MUA pledge solidarity with ILWU

Published: 4 Nov 2009

Council resolves to standby ILWU workers in the USA and Canada

At 7am tomorrow, Thursday Australian eastern standard time the ILWU contract covering mine workers in the California desert town of Boron, expires.

Members of the International Longshore and Warehouse Union have been in a standoff with mining giant Rio Tinto over their collective agreement for six weeks. Under threat are their union rights and working conditions.

ILWU vice president Ray Familathe, special guest at the MUA council meeting underway in Sydney this week, gave a full run down on the dispute brewing with the mining giant.

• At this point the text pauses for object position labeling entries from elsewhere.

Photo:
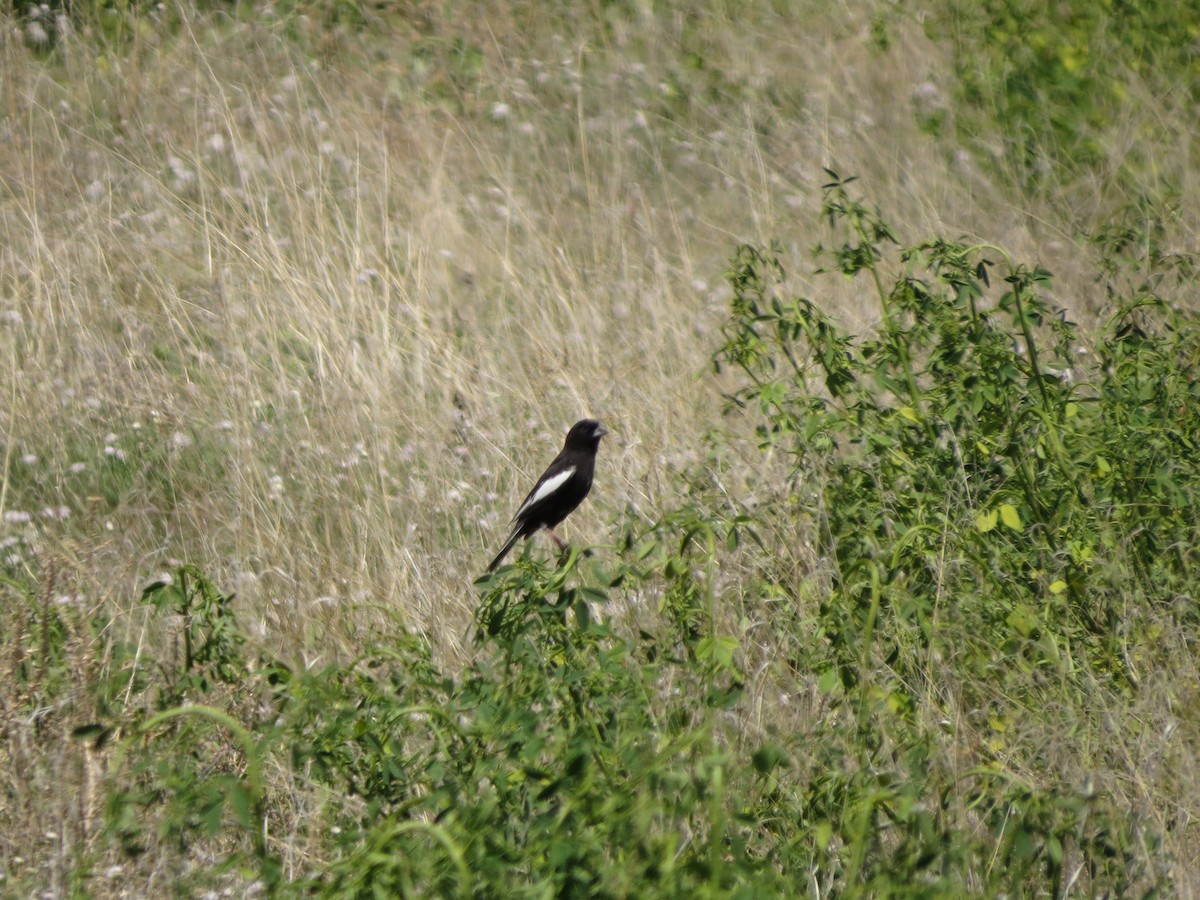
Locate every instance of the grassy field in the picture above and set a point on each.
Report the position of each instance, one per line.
(886, 592)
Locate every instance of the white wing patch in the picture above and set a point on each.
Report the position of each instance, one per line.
(545, 490)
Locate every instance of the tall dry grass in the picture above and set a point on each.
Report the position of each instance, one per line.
(310, 309)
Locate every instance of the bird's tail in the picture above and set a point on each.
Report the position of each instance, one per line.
(505, 549)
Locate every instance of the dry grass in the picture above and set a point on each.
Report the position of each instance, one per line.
(311, 311)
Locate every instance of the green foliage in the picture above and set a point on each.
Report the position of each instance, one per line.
(995, 497)
(1051, 81)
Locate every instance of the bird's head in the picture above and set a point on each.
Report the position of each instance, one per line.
(586, 432)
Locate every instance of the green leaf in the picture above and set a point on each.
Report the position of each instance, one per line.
(1009, 516)
(985, 521)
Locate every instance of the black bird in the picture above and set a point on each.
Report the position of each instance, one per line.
(561, 489)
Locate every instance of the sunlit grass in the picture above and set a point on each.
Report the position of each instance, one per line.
(303, 303)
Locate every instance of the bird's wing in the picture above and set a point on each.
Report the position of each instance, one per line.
(545, 489)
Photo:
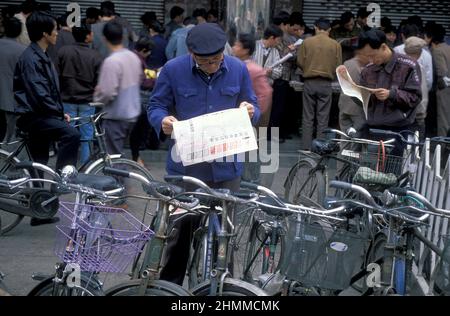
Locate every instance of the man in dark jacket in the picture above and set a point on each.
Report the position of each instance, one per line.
(79, 67)
(36, 91)
(397, 82)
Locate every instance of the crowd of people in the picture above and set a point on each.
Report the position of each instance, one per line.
(50, 72)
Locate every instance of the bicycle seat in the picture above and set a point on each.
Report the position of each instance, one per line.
(210, 201)
(324, 147)
(22, 134)
(271, 211)
(102, 183)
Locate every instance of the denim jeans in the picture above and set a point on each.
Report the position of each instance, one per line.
(86, 130)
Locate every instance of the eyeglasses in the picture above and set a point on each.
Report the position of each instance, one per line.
(206, 62)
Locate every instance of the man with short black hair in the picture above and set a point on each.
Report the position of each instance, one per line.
(346, 34)
(10, 51)
(396, 79)
(39, 104)
(176, 21)
(441, 58)
(37, 93)
(27, 7)
(200, 14)
(119, 89)
(361, 19)
(319, 57)
(79, 66)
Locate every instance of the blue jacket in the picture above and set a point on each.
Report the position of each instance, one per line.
(181, 92)
(36, 85)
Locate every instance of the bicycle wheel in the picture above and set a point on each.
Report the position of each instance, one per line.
(301, 181)
(231, 287)
(374, 253)
(154, 288)
(197, 264)
(138, 207)
(257, 261)
(7, 167)
(88, 287)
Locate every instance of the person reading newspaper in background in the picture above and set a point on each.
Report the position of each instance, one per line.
(318, 57)
(351, 114)
(396, 80)
(205, 81)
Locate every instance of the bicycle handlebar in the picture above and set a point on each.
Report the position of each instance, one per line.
(38, 166)
(155, 188)
(399, 135)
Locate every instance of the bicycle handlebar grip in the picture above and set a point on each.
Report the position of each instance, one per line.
(24, 165)
(341, 185)
(116, 172)
(249, 185)
(382, 132)
(172, 178)
(398, 191)
(244, 195)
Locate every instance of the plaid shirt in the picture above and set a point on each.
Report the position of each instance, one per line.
(402, 77)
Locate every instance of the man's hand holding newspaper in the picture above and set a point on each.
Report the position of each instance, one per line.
(350, 88)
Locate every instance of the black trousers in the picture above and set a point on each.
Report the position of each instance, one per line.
(279, 99)
(44, 130)
(180, 238)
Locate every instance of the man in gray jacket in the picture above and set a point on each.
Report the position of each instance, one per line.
(119, 88)
(10, 51)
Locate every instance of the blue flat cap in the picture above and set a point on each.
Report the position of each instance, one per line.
(206, 39)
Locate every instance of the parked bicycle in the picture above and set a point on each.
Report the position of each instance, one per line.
(97, 161)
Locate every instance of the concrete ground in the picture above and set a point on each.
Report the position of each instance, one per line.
(28, 250)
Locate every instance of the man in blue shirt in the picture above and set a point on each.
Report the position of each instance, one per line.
(203, 82)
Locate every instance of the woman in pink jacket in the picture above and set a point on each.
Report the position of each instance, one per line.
(243, 49)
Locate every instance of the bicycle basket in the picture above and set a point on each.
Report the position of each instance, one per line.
(376, 169)
(319, 256)
(443, 273)
(99, 239)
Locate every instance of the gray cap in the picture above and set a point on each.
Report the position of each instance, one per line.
(206, 39)
(414, 45)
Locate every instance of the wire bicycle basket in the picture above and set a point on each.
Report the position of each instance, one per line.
(98, 238)
(319, 255)
(378, 168)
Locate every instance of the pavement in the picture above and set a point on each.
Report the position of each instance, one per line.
(29, 250)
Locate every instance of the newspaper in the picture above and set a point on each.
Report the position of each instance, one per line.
(214, 136)
(350, 88)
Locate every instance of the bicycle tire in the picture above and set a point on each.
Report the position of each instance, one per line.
(46, 288)
(197, 262)
(300, 181)
(9, 220)
(374, 253)
(154, 288)
(254, 255)
(231, 287)
(132, 187)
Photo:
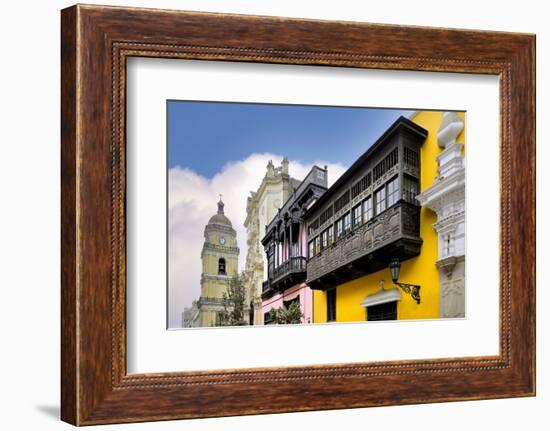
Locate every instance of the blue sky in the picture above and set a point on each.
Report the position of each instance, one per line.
(204, 136)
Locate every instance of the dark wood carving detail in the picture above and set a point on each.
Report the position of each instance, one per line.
(96, 41)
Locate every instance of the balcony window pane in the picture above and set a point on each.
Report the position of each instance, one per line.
(339, 228)
(367, 209)
(330, 235)
(410, 189)
(380, 200)
(357, 216)
(347, 222)
(393, 191)
(324, 238)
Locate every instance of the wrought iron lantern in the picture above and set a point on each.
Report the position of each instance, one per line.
(411, 289)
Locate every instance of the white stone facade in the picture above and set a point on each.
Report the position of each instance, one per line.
(261, 208)
(446, 197)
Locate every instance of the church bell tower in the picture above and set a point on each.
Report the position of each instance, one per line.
(220, 261)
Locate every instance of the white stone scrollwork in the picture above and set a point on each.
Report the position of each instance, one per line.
(446, 197)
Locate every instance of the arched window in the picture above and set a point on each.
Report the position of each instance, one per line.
(221, 266)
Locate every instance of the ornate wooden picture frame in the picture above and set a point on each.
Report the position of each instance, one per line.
(96, 42)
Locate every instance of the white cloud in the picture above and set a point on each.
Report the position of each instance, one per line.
(192, 201)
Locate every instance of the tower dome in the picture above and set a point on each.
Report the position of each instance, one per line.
(219, 218)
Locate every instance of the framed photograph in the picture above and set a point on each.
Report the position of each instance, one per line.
(263, 214)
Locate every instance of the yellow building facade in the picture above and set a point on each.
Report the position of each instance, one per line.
(423, 269)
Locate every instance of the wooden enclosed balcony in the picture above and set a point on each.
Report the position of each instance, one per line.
(289, 273)
(368, 248)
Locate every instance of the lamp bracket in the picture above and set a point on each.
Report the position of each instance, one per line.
(411, 289)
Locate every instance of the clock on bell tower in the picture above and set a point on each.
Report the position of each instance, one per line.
(220, 263)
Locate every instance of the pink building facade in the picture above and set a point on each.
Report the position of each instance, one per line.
(285, 245)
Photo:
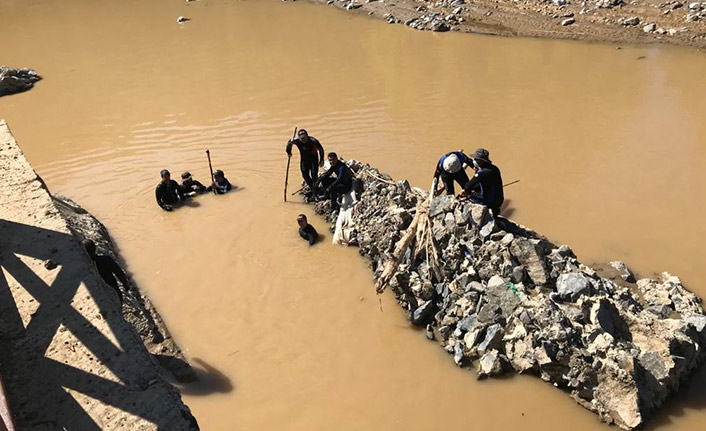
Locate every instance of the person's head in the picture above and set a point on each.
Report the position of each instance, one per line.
(481, 157)
(186, 177)
(302, 221)
(452, 164)
(90, 247)
(303, 135)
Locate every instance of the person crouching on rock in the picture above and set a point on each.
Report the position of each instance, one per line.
(311, 157)
(221, 183)
(108, 269)
(486, 186)
(451, 168)
(168, 192)
(189, 186)
(343, 183)
(306, 230)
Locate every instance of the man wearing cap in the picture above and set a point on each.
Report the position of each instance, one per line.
(341, 185)
(168, 192)
(311, 156)
(189, 186)
(451, 168)
(486, 186)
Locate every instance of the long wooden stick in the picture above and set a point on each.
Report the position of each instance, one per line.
(210, 168)
(289, 159)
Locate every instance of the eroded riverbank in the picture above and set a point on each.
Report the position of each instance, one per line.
(612, 21)
(584, 127)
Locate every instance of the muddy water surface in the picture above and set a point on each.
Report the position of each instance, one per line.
(608, 144)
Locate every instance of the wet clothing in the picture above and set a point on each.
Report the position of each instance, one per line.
(447, 178)
(338, 187)
(309, 233)
(486, 187)
(111, 272)
(311, 155)
(222, 186)
(168, 194)
(194, 186)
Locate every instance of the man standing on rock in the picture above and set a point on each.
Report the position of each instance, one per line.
(311, 156)
(168, 192)
(451, 168)
(341, 185)
(486, 186)
(108, 269)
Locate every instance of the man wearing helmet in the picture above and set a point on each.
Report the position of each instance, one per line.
(451, 168)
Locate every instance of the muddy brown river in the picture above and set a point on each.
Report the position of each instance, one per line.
(609, 146)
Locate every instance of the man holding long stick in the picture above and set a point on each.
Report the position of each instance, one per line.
(311, 154)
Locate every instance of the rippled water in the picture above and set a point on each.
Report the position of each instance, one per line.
(608, 147)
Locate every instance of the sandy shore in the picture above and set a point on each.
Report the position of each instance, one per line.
(633, 22)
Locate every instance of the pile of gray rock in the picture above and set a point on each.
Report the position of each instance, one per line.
(16, 80)
(503, 298)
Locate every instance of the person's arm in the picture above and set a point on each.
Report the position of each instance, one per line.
(474, 183)
(340, 172)
(118, 271)
(180, 193)
(320, 149)
(325, 175)
(158, 194)
(200, 187)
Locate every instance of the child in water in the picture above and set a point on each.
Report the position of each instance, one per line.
(306, 230)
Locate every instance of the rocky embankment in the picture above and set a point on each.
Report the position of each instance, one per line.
(636, 21)
(500, 298)
(16, 80)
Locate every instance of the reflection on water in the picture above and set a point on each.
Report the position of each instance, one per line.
(608, 149)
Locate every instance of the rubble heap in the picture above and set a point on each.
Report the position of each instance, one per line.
(16, 80)
(502, 298)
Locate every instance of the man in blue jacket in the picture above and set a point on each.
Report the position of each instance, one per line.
(343, 183)
(486, 186)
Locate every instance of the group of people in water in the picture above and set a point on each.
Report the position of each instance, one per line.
(484, 187)
(170, 193)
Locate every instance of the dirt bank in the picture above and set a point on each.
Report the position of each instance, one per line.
(68, 358)
(633, 22)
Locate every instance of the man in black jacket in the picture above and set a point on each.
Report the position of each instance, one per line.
(486, 186)
(311, 156)
(343, 183)
(108, 269)
(306, 230)
(168, 192)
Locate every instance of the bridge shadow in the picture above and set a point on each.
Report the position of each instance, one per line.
(43, 377)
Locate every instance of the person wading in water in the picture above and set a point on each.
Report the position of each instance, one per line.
(311, 157)
(486, 186)
(168, 192)
(451, 168)
(341, 185)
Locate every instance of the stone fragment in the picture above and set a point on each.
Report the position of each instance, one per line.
(570, 287)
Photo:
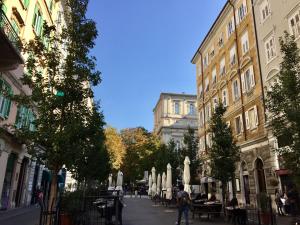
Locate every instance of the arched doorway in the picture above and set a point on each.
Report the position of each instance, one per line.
(245, 182)
(260, 175)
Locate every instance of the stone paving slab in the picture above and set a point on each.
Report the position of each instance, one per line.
(143, 211)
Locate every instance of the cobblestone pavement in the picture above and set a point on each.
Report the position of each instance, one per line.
(22, 216)
(143, 211)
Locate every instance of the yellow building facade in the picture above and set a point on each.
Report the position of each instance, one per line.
(227, 67)
(20, 21)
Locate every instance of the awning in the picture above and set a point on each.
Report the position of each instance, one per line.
(207, 180)
(281, 172)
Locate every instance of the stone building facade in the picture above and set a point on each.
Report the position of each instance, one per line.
(227, 67)
(21, 21)
(272, 18)
(173, 115)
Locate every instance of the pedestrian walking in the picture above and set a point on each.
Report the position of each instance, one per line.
(278, 202)
(183, 201)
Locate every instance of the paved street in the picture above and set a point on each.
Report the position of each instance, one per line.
(24, 216)
(143, 211)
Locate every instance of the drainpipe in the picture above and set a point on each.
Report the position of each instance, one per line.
(204, 123)
(239, 70)
(259, 62)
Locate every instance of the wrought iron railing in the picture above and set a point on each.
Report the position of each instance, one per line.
(9, 31)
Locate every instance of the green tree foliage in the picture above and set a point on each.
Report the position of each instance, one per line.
(67, 126)
(140, 145)
(224, 153)
(283, 103)
(191, 149)
(115, 146)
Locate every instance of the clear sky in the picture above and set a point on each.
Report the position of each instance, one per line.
(145, 48)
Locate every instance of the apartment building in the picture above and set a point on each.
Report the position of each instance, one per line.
(227, 67)
(21, 21)
(173, 115)
(272, 18)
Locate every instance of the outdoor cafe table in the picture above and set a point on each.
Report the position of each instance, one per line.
(209, 208)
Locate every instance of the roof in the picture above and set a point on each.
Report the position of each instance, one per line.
(210, 30)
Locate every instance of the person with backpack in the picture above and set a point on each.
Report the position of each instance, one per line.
(183, 201)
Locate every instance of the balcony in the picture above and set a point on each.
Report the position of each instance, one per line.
(10, 43)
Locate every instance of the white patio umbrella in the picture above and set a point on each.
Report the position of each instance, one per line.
(163, 181)
(169, 182)
(187, 175)
(153, 192)
(158, 184)
(119, 181)
(150, 185)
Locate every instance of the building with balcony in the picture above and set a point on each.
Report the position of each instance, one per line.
(20, 21)
(272, 18)
(227, 67)
(173, 115)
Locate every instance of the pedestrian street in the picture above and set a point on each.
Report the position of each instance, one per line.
(144, 211)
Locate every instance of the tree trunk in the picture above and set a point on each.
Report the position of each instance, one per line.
(53, 195)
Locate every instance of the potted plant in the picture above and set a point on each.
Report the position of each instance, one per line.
(264, 208)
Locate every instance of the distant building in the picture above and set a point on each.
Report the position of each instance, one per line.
(173, 115)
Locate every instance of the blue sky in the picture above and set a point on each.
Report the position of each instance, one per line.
(145, 48)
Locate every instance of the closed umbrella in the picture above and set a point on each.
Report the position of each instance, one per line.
(119, 181)
(163, 181)
(169, 182)
(158, 184)
(187, 175)
(150, 185)
(153, 192)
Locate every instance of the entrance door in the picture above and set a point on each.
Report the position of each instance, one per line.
(260, 176)
(6, 191)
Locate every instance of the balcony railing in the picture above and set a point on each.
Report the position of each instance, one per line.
(8, 30)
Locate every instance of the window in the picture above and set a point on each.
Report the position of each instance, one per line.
(245, 43)
(294, 23)
(191, 108)
(209, 140)
(25, 119)
(232, 54)
(200, 91)
(251, 117)
(230, 27)
(221, 41)
(214, 76)
(205, 60)
(238, 124)
(270, 49)
(248, 81)
(198, 69)
(201, 118)
(222, 66)
(5, 102)
(207, 112)
(15, 26)
(212, 52)
(37, 21)
(26, 4)
(265, 10)
(176, 107)
(225, 97)
(206, 84)
(50, 5)
(242, 11)
(215, 103)
(235, 90)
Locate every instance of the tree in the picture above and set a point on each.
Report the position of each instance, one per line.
(140, 146)
(61, 91)
(115, 147)
(283, 104)
(191, 149)
(224, 153)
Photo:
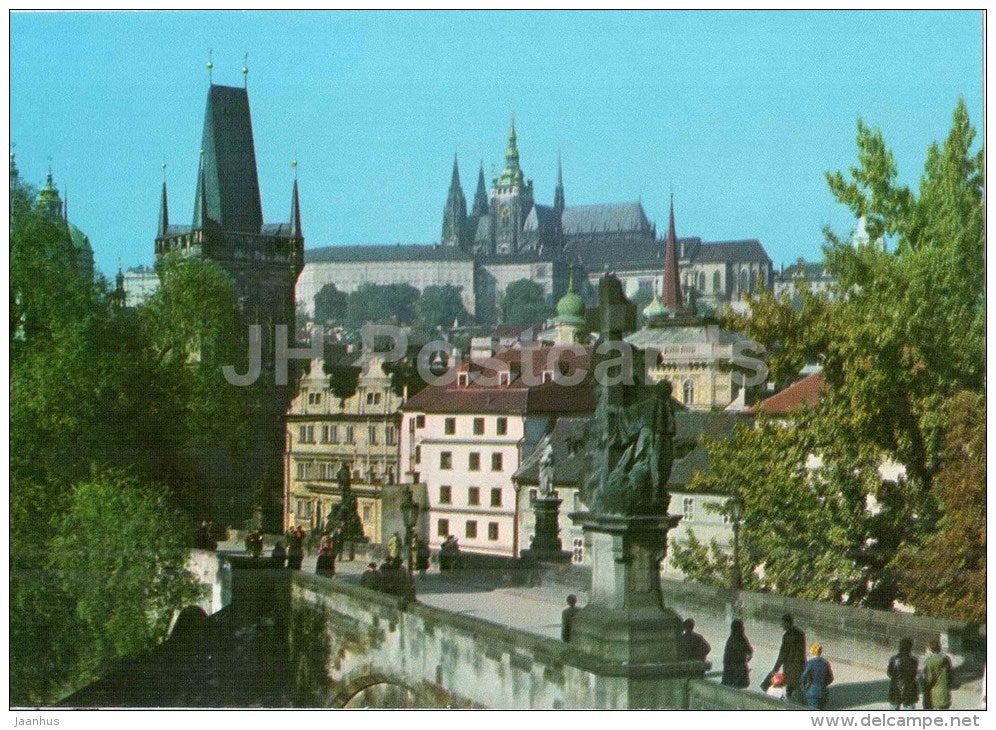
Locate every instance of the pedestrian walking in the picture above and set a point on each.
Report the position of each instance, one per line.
(567, 617)
(936, 678)
(295, 551)
(791, 656)
(279, 555)
(736, 655)
(903, 690)
(777, 687)
(692, 645)
(371, 578)
(816, 676)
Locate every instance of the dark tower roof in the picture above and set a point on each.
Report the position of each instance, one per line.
(230, 183)
(672, 283)
(559, 202)
(481, 206)
(163, 214)
(295, 214)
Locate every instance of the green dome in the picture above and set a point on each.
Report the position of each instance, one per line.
(571, 305)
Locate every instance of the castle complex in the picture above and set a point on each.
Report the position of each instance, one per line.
(507, 235)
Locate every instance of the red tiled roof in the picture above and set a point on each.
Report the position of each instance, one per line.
(801, 394)
(517, 397)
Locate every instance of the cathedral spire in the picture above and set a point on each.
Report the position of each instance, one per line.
(295, 209)
(558, 194)
(455, 212)
(481, 196)
(163, 211)
(672, 282)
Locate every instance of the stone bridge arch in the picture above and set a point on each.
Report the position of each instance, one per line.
(369, 687)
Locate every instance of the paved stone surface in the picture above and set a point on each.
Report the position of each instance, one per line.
(860, 681)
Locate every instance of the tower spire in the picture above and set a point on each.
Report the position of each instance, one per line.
(200, 204)
(295, 207)
(455, 212)
(163, 209)
(559, 202)
(481, 196)
(672, 282)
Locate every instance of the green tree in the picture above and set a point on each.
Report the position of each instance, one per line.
(439, 306)
(902, 334)
(947, 575)
(381, 303)
(330, 304)
(525, 303)
(121, 553)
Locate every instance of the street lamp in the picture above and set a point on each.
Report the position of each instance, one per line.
(409, 515)
(735, 513)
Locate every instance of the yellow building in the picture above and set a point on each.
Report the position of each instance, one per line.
(324, 431)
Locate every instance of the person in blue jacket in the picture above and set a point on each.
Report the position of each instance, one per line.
(816, 677)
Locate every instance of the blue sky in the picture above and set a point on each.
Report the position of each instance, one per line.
(740, 112)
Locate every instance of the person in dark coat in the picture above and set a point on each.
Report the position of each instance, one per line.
(737, 653)
(692, 645)
(815, 678)
(371, 578)
(279, 555)
(567, 617)
(792, 655)
(903, 690)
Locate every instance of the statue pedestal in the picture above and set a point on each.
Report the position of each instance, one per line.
(546, 546)
(625, 619)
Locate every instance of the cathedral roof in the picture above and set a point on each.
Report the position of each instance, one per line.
(601, 218)
(385, 252)
(231, 184)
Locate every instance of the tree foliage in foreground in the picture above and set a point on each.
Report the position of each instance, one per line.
(901, 338)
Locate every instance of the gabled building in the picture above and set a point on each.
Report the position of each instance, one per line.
(263, 260)
(464, 441)
(325, 432)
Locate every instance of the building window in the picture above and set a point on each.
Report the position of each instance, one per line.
(688, 509)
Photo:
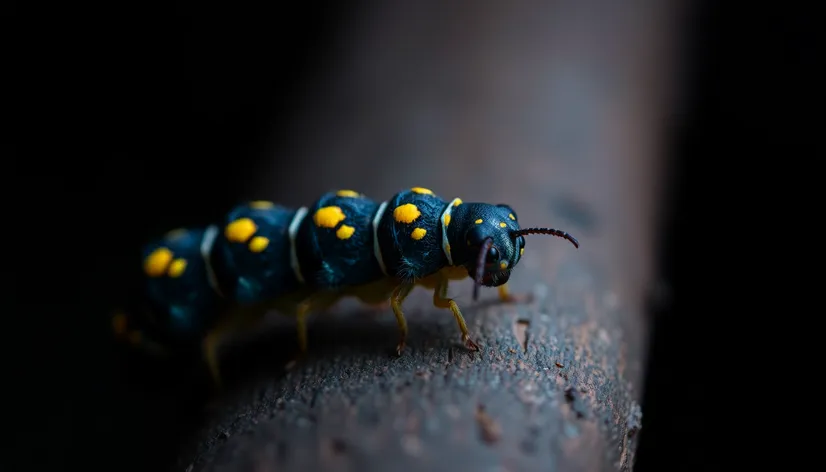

“Rio Tinto just talked to the negotiating committee and international officers asking if we were going on strike,” he said. “We said we wanted to negotiate and asked if they were going to lock us out. They said they couldn’t give us an answer.”

MUA Council resolved to throw its full weight behind the ILWU miners, pledging all the financial, legal industrial and political support necessary for the workers to get a contract.

It reads: “The MUA National Council meeting on November 4, 2009, extends it complete solidarity, morally, financially and industrially to the ILWU Borax miners at Boron California who are under attack from the mining giant Rio Tinto. “Rio Tinto is attacking the miners’ wages, pensions and arbitration rights. They are using their stand over corporate tactics to thwart the legitimate rights of the unionists workforce.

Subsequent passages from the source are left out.